FIG. 4 is a flowchart illustrating a process of applying a compensated parameter value according to an exemplary embodiment of the present invention.
If the user inputs motions to the mobile terminal 100, the motion sensor 120 senses the input of the user's motions in step 410, generates and transmits the corresponding acceleration data to the control unit 170. The data analysis unit 172 in the control unit 170 receives the acceleration data from the motion sensor 120 and judges the user's motion input type. In the case of the tapping motions, the data analysis unit 172, referring to FIG. 7, judges the position in which the tapping motions are input by analyzing the acceleration data on X, Y, and Z axes. The data analysis unit 172 judges the input strength of the user's tapping motions by analyzing the acceleration data.
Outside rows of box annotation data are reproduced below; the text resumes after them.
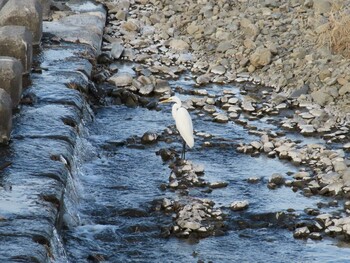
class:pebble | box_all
[214,113,228,123]
[293,226,310,238]
[209,182,228,189]
[230,200,249,211]
[141,132,158,144]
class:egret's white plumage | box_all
[161,96,194,158]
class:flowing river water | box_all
[0,9,350,262]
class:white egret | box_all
[160,96,194,159]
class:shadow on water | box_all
[64,100,350,262]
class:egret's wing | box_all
[175,107,194,148]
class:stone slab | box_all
[0,89,12,144]
[0,0,8,9]
[0,56,23,108]
[0,26,33,73]
[0,0,43,45]
[43,6,106,51]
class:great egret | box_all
[160,96,194,159]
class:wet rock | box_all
[153,79,171,94]
[0,57,23,108]
[169,39,190,51]
[230,200,249,211]
[210,65,226,75]
[214,113,228,123]
[121,19,139,32]
[293,226,310,238]
[0,26,33,73]
[209,182,228,189]
[108,73,132,87]
[250,48,272,68]
[111,42,124,59]
[250,141,262,150]
[247,177,261,184]
[141,132,158,144]
[242,100,255,112]
[0,0,43,45]
[196,74,211,85]
[309,232,322,240]
[139,84,154,96]
[203,105,216,113]
[269,173,286,186]
[0,89,12,144]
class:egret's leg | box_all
[181,141,186,160]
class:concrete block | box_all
[0,56,23,108]
[0,89,12,144]
[0,26,33,73]
[0,0,43,45]
[39,0,52,20]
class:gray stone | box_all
[111,42,124,59]
[43,5,106,51]
[0,26,33,73]
[293,226,310,238]
[141,132,158,144]
[210,65,226,75]
[169,39,190,51]
[311,89,333,106]
[214,113,228,123]
[38,0,52,20]
[0,57,23,108]
[0,0,43,45]
[108,73,132,87]
[230,200,249,211]
[250,47,272,68]
[339,82,350,96]
[196,74,211,85]
[153,79,171,94]
[0,89,12,144]
[313,0,332,13]
[139,84,154,96]
[0,0,8,9]
[269,173,285,186]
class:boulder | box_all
[0,57,23,108]
[0,26,33,73]
[250,47,272,68]
[0,89,12,144]
[0,0,43,45]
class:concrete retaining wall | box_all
[0,0,45,144]
[0,0,106,263]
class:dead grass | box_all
[317,10,350,58]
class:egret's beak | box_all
[159,98,171,103]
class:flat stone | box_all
[108,73,132,87]
[169,39,190,51]
[250,48,272,68]
[242,100,255,112]
[0,57,23,108]
[153,79,171,94]
[196,74,211,85]
[0,26,33,73]
[111,43,124,59]
[43,5,105,52]
[210,65,226,75]
[230,200,249,211]
[293,226,310,238]
[0,89,12,144]
[214,113,228,123]
[209,182,228,189]
[0,0,43,45]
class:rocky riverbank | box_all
[95,0,350,243]
[103,0,350,127]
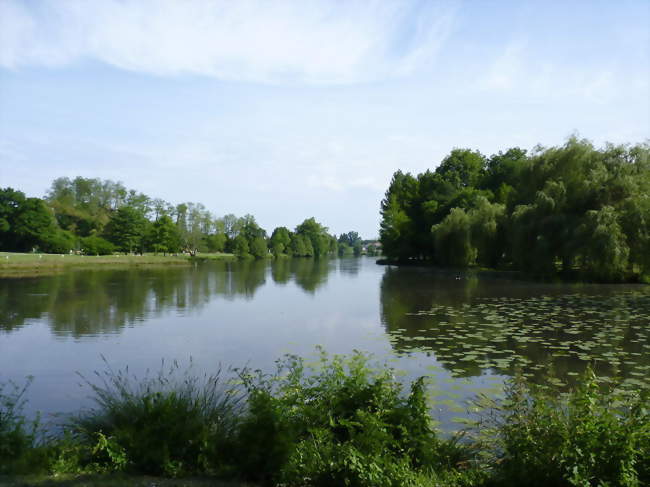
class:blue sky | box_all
[0,0,650,237]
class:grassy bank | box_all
[0,353,650,487]
[0,252,234,278]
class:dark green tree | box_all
[105,206,148,253]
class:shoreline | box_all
[0,252,235,279]
[376,258,650,285]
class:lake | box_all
[0,257,650,428]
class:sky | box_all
[0,0,650,238]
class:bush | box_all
[236,352,460,486]
[0,379,41,474]
[39,229,75,254]
[81,235,115,255]
[70,363,239,477]
[478,371,650,486]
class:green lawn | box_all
[0,474,254,487]
[0,252,233,277]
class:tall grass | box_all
[68,362,242,476]
[0,352,650,487]
[470,369,650,487]
[0,378,39,473]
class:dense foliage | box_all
[0,353,650,487]
[380,137,650,281]
[0,177,370,259]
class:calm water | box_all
[0,258,650,424]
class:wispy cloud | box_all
[0,0,456,83]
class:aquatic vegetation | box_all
[391,291,650,388]
[0,352,650,487]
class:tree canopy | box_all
[380,137,650,281]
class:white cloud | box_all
[0,0,455,83]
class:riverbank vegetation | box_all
[0,352,650,487]
[380,137,650,281]
[0,177,370,259]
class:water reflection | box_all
[381,268,650,386]
[0,259,337,337]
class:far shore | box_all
[0,252,235,278]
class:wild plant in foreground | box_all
[237,351,470,486]
[482,370,650,487]
[0,377,40,473]
[69,362,241,476]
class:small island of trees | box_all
[380,137,650,281]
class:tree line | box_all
[380,136,650,281]
[0,177,370,258]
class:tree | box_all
[0,188,58,252]
[81,235,115,255]
[106,206,147,253]
[431,208,476,267]
[233,235,250,258]
[296,217,330,257]
[583,206,630,281]
[147,215,181,254]
[269,227,291,257]
[205,233,228,252]
[436,149,486,189]
[250,237,269,259]
[289,234,313,257]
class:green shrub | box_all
[480,371,650,486]
[70,363,239,477]
[39,229,76,254]
[81,235,115,255]
[0,378,43,473]
[230,352,464,486]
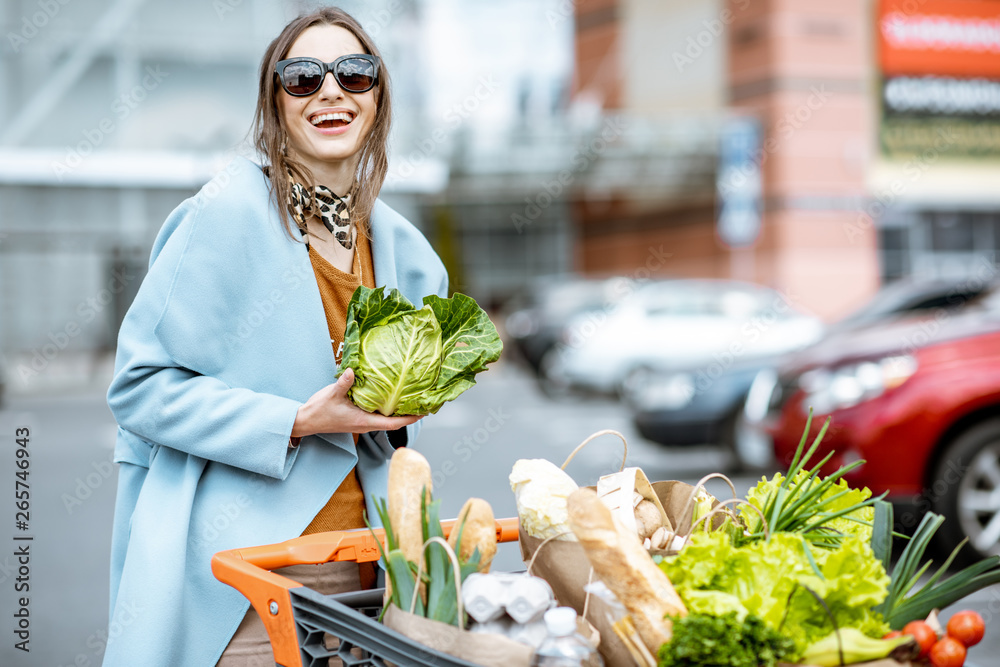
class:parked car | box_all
[737,286,1000,558]
[543,279,823,393]
[625,279,987,460]
[504,276,632,373]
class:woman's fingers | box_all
[333,368,354,397]
[364,412,424,432]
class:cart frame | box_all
[212,518,518,667]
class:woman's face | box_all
[277,25,378,182]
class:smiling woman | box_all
[104,8,448,667]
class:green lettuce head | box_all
[338,285,503,416]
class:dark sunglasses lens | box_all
[337,58,375,93]
[281,62,323,95]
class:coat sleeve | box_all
[107,200,301,479]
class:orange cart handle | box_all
[212,518,518,667]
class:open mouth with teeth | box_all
[309,111,354,130]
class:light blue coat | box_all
[104,158,447,667]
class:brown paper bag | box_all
[518,481,725,667]
[382,605,534,667]
[518,528,635,667]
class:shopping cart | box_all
[212,518,518,667]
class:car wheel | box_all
[926,419,1000,562]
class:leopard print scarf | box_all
[272,170,354,250]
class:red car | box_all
[737,288,1000,558]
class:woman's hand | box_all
[292,368,423,438]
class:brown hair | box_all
[252,7,392,239]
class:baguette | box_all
[448,498,497,573]
[388,447,432,563]
[567,489,687,655]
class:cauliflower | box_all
[509,459,578,541]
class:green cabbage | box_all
[660,532,889,653]
[338,285,503,415]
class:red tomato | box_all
[948,611,986,647]
[930,637,965,667]
[903,621,937,658]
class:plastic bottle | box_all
[531,607,604,667]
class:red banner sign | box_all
[878,0,1000,79]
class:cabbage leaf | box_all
[338,285,503,415]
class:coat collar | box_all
[244,157,399,289]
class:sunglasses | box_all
[274,53,379,97]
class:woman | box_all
[104,9,447,665]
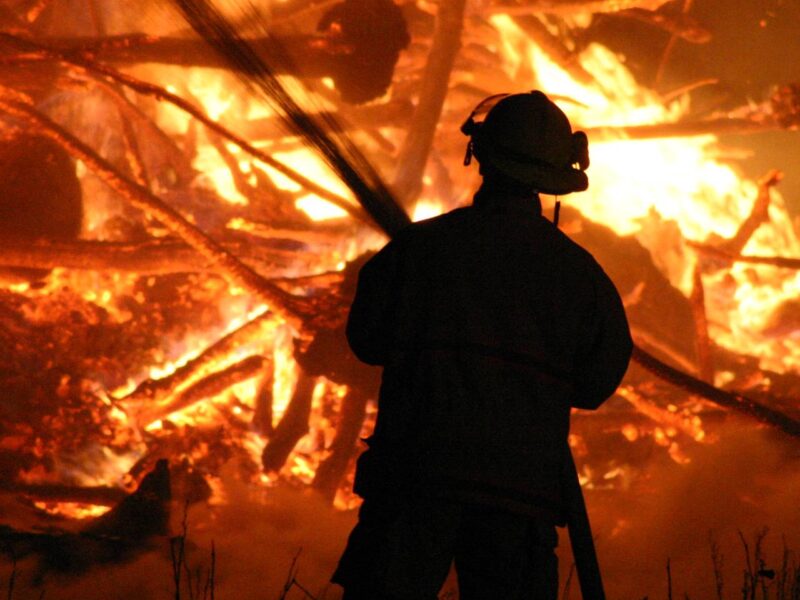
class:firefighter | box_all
[332,91,632,600]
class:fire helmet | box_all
[461,90,589,195]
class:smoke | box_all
[588,419,800,598]
[7,473,355,600]
[0,417,800,600]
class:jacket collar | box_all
[472,186,542,217]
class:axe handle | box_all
[563,447,606,600]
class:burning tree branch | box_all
[122,312,273,403]
[0,92,305,330]
[394,0,466,202]
[0,239,306,275]
[261,371,316,472]
[633,346,800,438]
[136,356,264,426]
[0,32,372,229]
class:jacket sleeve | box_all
[572,265,633,409]
[347,242,399,365]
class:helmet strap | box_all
[464,140,475,167]
[553,196,561,227]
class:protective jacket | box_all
[347,191,632,523]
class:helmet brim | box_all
[481,148,589,196]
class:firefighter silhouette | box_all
[332,91,632,600]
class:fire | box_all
[2,3,800,540]
[491,15,800,372]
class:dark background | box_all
[587,0,800,215]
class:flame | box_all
[491,15,800,372]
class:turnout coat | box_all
[347,191,632,523]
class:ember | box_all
[0,0,800,598]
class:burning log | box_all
[121,313,273,403]
[585,116,795,140]
[720,169,783,254]
[633,346,800,438]
[561,206,697,371]
[0,460,171,580]
[514,15,595,86]
[0,32,371,223]
[22,0,410,103]
[480,0,668,16]
[617,386,706,442]
[687,241,800,269]
[136,356,264,426]
[312,387,369,501]
[0,93,312,329]
[242,100,414,140]
[253,360,275,436]
[394,0,466,203]
[616,7,711,44]
[0,239,308,276]
[0,130,83,279]
[689,265,714,383]
[261,371,316,472]
[0,480,127,506]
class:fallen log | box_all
[0,32,370,223]
[12,0,410,103]
[0,91,306,330]
[479,0,668,16]
[0,239,298,277]
[0,459,171,583]
[584,116,787,141]
[312,387,369,501]
[261,371,316,472]
[0,481,128,506]
[393,0,466,204]
[135,356,264,427]
[120,312,274,405]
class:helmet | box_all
[461,91,589,195]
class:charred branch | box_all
[585,116,787,140]
[0,481,127,506]
[136,356,264,426]
[689,265,714,383]
[123,313,272,403]
[313,387,368,500]
[253,360,275,436]
[0,94,310,329]
[0,32,371,224]
[633,346,800,438]
[514,15,595,86]
[617,8,711,44]
[16,0,409,102]
[687,241,800,269]
[0,239,306,276]
[720,169,783,254]
[261,371,316,472]
[394,0,466,204]
[480,0,667,16]
[242,100,414,140]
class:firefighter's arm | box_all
[347,242,398,365]
[572,266,633,409]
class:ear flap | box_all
[461,111,479,137]
[570,131,589,171]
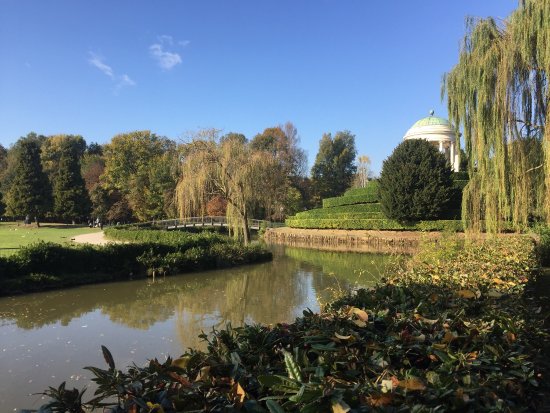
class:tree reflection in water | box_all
[0,246,389,346]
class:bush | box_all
[35,237,550,413]
[293,202,382,219]
[286,218,464,232]
[379,139,455,223]
[0,229,272,295]
[343,181,378,196]
[323,194,379,208]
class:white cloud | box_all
[149,43,181,70]
[115,73,136,91]
[149,34,189,70]
[88,52,115,79]
[88,52,136,94]
[157,34,174,46]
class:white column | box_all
[449,142,456,172]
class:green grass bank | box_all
[0,228,272,295]
[0,222,100,256]
[36,236,550,413]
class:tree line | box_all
[0,122,362,222]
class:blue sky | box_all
[0,0,518,172]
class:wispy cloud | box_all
[88,52,115,79]
[115,73,136,92]
[149,34,189,70]
[88,52,136,94]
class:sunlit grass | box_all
[0,222,100,256]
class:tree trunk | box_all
[242,208,250,245]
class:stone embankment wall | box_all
[264,227,448,254]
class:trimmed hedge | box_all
[294,202,382,219]
[323,194,378,208]
[343,181,378,196]
[286,218,464,232]
[291,208,386,219]
[104,227,234,248]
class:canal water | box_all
[0,246,392,412]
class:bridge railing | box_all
[118,216,285,230]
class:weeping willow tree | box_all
[176,130,284,244]
[443,0,550,232]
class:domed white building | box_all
[403,110,460,172]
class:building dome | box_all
[403,110,460,172]
[403,111,456,142]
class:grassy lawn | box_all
[0,222,100,256]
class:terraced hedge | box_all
[286,218,464,232]
[323,181,384,208]
[286,177,468,232]
[295,202,382,218]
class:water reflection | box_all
[0,246,388,411]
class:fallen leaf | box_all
[353,308,369,322]
[441,331,457,343]
[332,401,351,413]
[367,393,393,407]
[382,380,393,393]
[487,290,504,298]
[458,290,476,299]
[231,381,246,404]
[399,377,426,391]
[334,333,351,340]
[172,357,189,369]
[195,366,210,381]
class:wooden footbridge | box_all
[123,216,285,231]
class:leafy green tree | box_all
[379,139,454,222]
[443,0,550,232]
[6,139,51,218]
[176,130,281,244]
[0,132,47,197]
[311,131,357,199]
[0,192,6,216]
[52,140,90,221]
[100,131,178,220]
[40,134,86,182]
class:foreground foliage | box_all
[35,237,548,413]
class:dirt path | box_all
[71,231,117,245]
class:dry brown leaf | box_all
[168,371,193,387]
[353,308,369,322]
[195,366,210,381]
[332,401,351,413]
[399,377,426,391]
[458,290,476,299]
[441,331,456,343]
[487,290,504,298]
[231,381,246,404]
[367,393,393,407]
[334,333,351,340]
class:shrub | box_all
[286,218,464,232]
[292,202,382,219]
[35,237,549,413]
[0,230,272,295]
[379,139,454,222]
[323,193,379,208]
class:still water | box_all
[0,246,391,412]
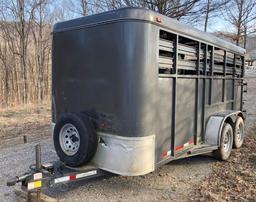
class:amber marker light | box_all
[156,17,162,23]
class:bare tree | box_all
[226,0,256,47]
[201,0,229,32]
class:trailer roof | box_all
[53,7,245,55]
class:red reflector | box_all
[162,151,167,156]
[175,145,183,151]
[69,175,76,180]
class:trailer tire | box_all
[53,113,98,167]
[233,116,244,149]
[214,123,233,161]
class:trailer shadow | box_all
[44,155,216,201]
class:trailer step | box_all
[188,145,218,155]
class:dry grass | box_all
[191,126,256,202]
[0,104,51,147]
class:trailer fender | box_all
[205,111,245,146]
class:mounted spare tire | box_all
[53,113,98,167]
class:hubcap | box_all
[236,123,244,141]
[59,123,80,156]
[223,130,231,152]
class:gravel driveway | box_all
[0,71,256,202]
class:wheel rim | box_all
[236,123,244,142]
[59,123,80,156]
[223,130,232,153]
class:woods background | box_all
[0,0,256,107]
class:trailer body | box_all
[52,8,245,175]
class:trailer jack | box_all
[7,144,113,202]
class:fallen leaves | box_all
[191,126,256,201]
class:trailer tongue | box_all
[7,144,114,198]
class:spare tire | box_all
[53,113,98,167]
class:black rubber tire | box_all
[213,123,233,161]
[53,113,98,167]
[233,116,244,149]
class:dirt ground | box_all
[0,70,256,201]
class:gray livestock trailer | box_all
[52,8,245,175]
[6,8,245,194]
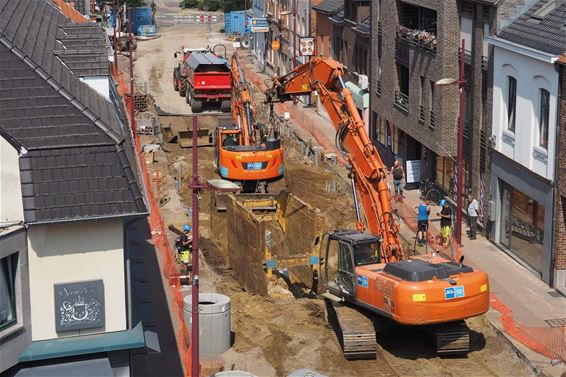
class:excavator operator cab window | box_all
[222,133,239,147]
[354,242,379,266]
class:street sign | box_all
[299,37,314,56]
[250,18,269,33]
[271,39,281,51]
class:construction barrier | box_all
[112,67,192,376]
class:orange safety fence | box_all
[112,69,192,376]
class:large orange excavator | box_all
[214,52,284,192]
[266,57,489,359]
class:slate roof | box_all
[0,0,146,224]
[54,22,110,76]
[312,0,344,16]
[498,0,566,55]
[352,17,371,37]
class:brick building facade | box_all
[554,60,566,291]
[370,0,524,224]
[313,0,344,58]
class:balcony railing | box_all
[428,110,436,129]
[395,90,409,112]
[419,105,425,123]
[397,26,437,53]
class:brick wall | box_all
[315,14,332,57]
[554,64,566,270]
[371,0,460,156]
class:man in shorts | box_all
[437,199,452,247]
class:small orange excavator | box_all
[266,57,489,359]
[214,52,284,192]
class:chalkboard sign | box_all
[405,160,421,183]
[54,280,104,332]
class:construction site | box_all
[130,12,532,376]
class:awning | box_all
[15,358,112,377]
[346,81,369,111]
[20,322,159,362]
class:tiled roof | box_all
[498,0,566,55]
[312,0,344,16]
[353,17,371,36]
[328,10,344,25]
[55,23,109,76]
[0,0,145,223]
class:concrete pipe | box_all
[183,293,232,356]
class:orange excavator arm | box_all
[266,57,405,262]
[231,52,255,145]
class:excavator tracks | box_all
[325,299,377,360]
[433,321,470,356]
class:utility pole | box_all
[190,115,201,377]
[293,0,297,69]
[435,39,467,245]
[128,8,137,139]
[456,39,466,245]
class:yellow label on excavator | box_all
[413,293,426,302]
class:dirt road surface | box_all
[135,6,529,377]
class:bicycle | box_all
[419,179,442,205]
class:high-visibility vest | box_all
[181,250,190,264]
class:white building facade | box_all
[488,37,559,283]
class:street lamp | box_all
[435,39,466,245]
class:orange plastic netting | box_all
[112,69,192,376]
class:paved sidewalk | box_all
[246,56,566,376]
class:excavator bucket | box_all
[161,125,177,143]
[177,128,212,148]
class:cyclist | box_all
[391,160,405,200]
[436,199,452,247]
[414,197,430,246]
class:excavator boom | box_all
[266,57,489,358]
[266,57,404,262]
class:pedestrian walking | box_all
[414,198,430,246]
[391,160,405,200]
[437,199,452,247]
[468,194,479,240]
[176,225,193,281]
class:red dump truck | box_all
[173,49,232,113]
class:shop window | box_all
[0,254,18,330]
[538,89,550,149]
[499,183,544,272]
[399,3,436,35]
[507,76,517,133]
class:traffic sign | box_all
[250,18,269,33]
[299,37,314,56]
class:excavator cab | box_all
[321,231,380,300]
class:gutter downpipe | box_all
[548,60,566,287]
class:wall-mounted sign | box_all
[405,160,421,183]
[250,18,269,33]
[299,37,314,56]
[54,280,104,332]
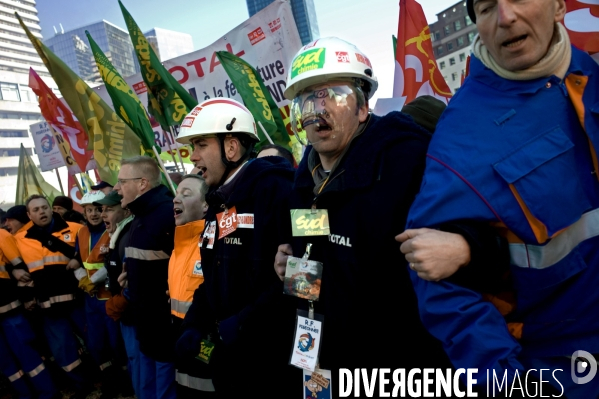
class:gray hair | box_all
[121,155,162,188]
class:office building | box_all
[246,0,320,44]
[144,28,193,61]
[429,1,478,93]
[44,20,139,82]
[0,0,63,210]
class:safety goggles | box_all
[291,84,364,145]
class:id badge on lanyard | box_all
[283,244,324,371]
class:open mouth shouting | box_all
[501,35,528,49]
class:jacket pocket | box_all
[185,261,204,291]
[493,127,590,239]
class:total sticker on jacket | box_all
[303,369,331,399]
[191,260,204,276]
[216,206,239,240]
[237,213,254,229]
[291,209,331,237]
[283,256,322,301]
[199,220,216,249]
[196,339,214,364]
[289,310,322,371]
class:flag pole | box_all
[152,146,177,195]
[258,121,274,144]
[162,126,179,172]
[54,168,64,195]
[169,126,186,173]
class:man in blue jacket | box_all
[398,0,599,398]
[275,37,466,397]
[114,156,176,398]
[176,98,301,398]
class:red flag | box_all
[68,175,83,213]
[564,0,599,54]
[393,0,451,103]
[29,68,95,173]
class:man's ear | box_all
[358,100,368,123]
[554,0,566,22]
[225,136,241,162]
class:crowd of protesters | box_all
[0,0,599,399]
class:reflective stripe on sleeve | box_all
[38,294,75,309]
[7,370,23,382]
[510,209,599,269]
[171,298,191,315]
[27,363,46,378]
[62,359,81,373]
[0,300,21,313]
[83,262,104,270]
[176,371,214,392]
[125,247,170,260]
[10,258,23,266]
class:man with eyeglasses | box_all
[274,37,474,397]
[114,156,176,398]
[67,190,124,398]
[15,194,94,399]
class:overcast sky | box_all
[37,0,464,103]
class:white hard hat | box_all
[80,190,106,206]
[284,37,379,100]
[176,97,260,144]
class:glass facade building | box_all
[44,21,139,80]
[246,0,320,44]
[144,28,193,61]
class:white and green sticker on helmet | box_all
[291,47,326,79]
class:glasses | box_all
[117,177,143,186]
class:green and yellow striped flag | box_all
[119,0,198,130]
[85,31,160,157]
[15,144,64,205]
[15,13,141,185]
[216,51,291,150]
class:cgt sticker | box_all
[181,116,196,127]
[248,27,266,46]
[356,53,372,68]
[335,51,349,64]
[291,47,326,79]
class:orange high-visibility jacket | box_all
[168,220,204,319]
[15,214,83,309]
[0,229,21,314]
[77,226,112,299]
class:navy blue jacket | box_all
[183,157,301,390]
[292,112,451,376]
[125,185,175,362]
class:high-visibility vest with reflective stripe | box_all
[168,220,204,318]
[77,226,112,299]
[0,229,21,279]
[15,222,83,273]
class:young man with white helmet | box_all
[275,37,466,397]
[68,190,124,398]
[177,98,299,398]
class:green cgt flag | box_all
[15,13,141,185]
[85,31,160,157]
[119,0,198,130]
[15,144,63,205]
[216,51,291,150]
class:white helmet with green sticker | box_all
[284,37,379,100]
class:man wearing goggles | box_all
[275,38,494,397]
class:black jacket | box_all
[125,185,175,362]
[183,157,301,397]
[292,112,451,376]
[23,213,81,314]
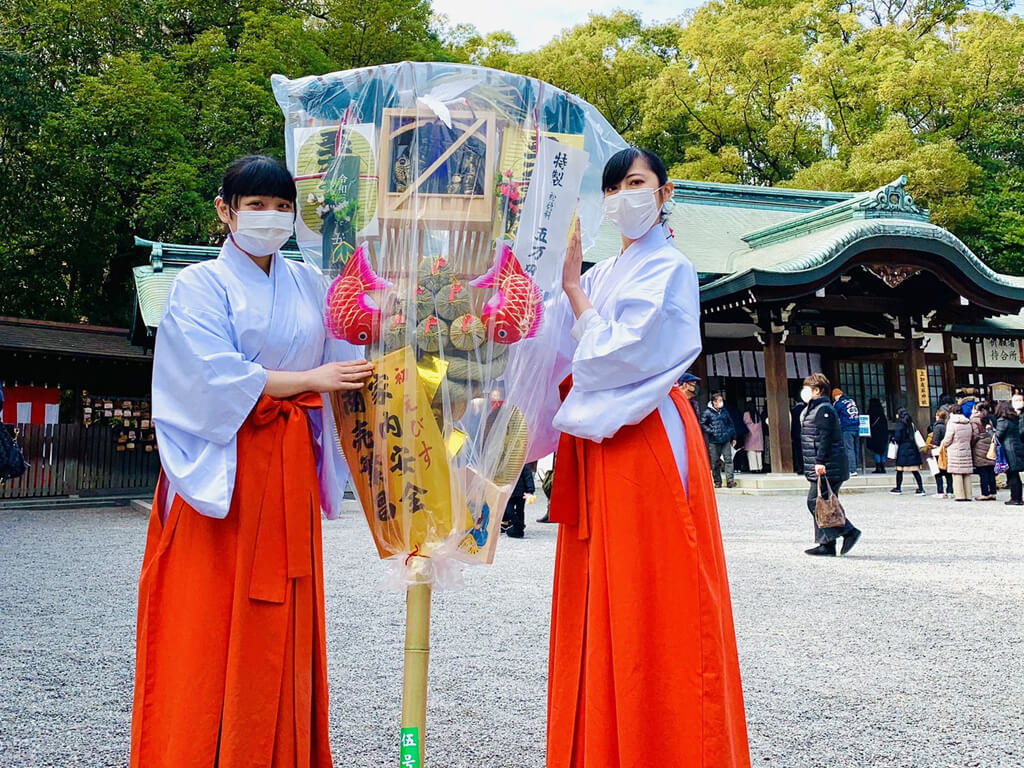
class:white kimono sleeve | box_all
[516,293,575,462]
[554,260,700,442]
[153,269,266,517]
[309,338,362,520]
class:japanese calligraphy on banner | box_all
[916,368,931,408]
[512,137,589,292]
[982,339,1024,368]
[332,347,462,558]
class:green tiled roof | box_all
[945,310,1024,337]
[132,238,302,330]
[132,264,178,328]
[134,176,1024,337]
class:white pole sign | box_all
[512,137,589,293]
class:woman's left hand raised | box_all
[562,219,583,294]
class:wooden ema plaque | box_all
[377,109,499,276]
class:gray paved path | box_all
[0,492,1024,768]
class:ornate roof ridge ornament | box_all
[858,174,929,218]
[741,176,929,249]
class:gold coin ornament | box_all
[416,316,449,352]
[449,314,487,352]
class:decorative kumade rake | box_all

The data analysis unit 172 transmits information about the input positions and input strengths of the tapping motions to the compensation unit 176. In the case of the snapping motions, the data analysis unit 172 judges the input directions and the input strengths of the snapping motions by analyzing the acceleration data, and transmits the judged information to the compensation unit 176.
In step 430, the compensation unit 176 extracts the compensated parameter values set corresponding to the user's input types among the compensated parameter values stored in the storage unit 140. In the case of the tapping motions, the compensation unit 176 is extracts the compensated parameter values set corresponding to the position of the mobile terminal 100 to which the user's motions are input. In the case of the snapping motions, the compensation unit 176 extracts the compensated parameter values set corresponding to the input directions of the user's motions. In step 440, the compensation unit 176 generates the compensated input strength by applying the compensated parameter value extracted from the storage unit 140 to the motion input strength received from the data analysis unit 172. For example, if the compensated parameter value is 4, and the motion input strength corresponds to 1 g, the compensation unit 176 generates the compensated input strength of 4*1 g=4 g. In another embodiment, if the compensated parameter value is +2 g, and the motion input strength corresponds to 1 g, the compensation unit 176 generates the compensated input strength of 1 g+2 g=3 g. The compensation unit 176 transmits the generated compensated input strength to the motion recognition unit 178.
The motion recognition unit 178 recognizes the user's motion using the compensated input strength received from the compensation unit 176 in step 450. In the mobile terminal 100, the minimum input strength or the maximum input strength by which the user's motion can be recognized has been set, and it is assumed that the motion recognition unit 178 can recognize only the user's motion having the strength that is higher than the minimum input strength or lower than the maximum input strength. The motion recognition unit 178 judges whether the compensated input strength received from the compensation unit 176 is higher than the minimum input strength or lower than the maximum input strength, and recognizes the user's motion when the set condition is satisfied. The control unit 170 performs the corresponding function based on the recognized user's motion.
In the invention, even if the input strength derived from the acceleration data is lower than the minimum input strength or is higher than the maximum input strength, the compensation unit 176 compensates the derived input strength so that the input strength is higher than the minimum input strength or is lower than the maximum input strength. The motion recognition unit 178 performs the motion recognition process with a compensated input strength, and thus the motion recognition rate can be improved.
The above-described methods according to the present invention can be realized in hardware or as software or computer code that can be stored in a recording medium such as a CD ROM, an RAM, a floppy disk, a hard disk, or a magneto-optical disk or downloaded over a network, so that the methods described herein can be rendered in such software using a general purpose computer, or a special processor or in programmable or dedicated hardware, such as an ASIC or FPGA. As would be understood in the art, the computer, the processor or the programmable hardware include memory components, e.g., RAM, ROM, Flash, etc. that may store or receive software or computer code that when accessed and executed by the computer, processor or hardware implement the processing methods described herein. In addition, it would be recognized that when a general purpose computer is loaded with, or accesses, code that may be stored in a memory component, the general purpose computer is transformed into a special purpose computer suitable for at least executing and implementing the processing shown herein.
Although exemplary embodiments of the present invention have been described in detail hereinabove, it should be clearly understood that many variations and modifications of the basic inventive concepts herein described, which may appear to those skilled in the art, will still fall within the spirit and scope of the exemplary embodiments of the present invention as defined in the appended claims.

Claims

1. A method for recognizing a user's motion in a mobile terminal having a motion sensor, comprising:

determining an input type of the user's motion,

compensating output data of the input user's motion using a compensated parameter value corresponding to the determined input type of the user's motion; and

recognizing the input user's motion using the compensated output data.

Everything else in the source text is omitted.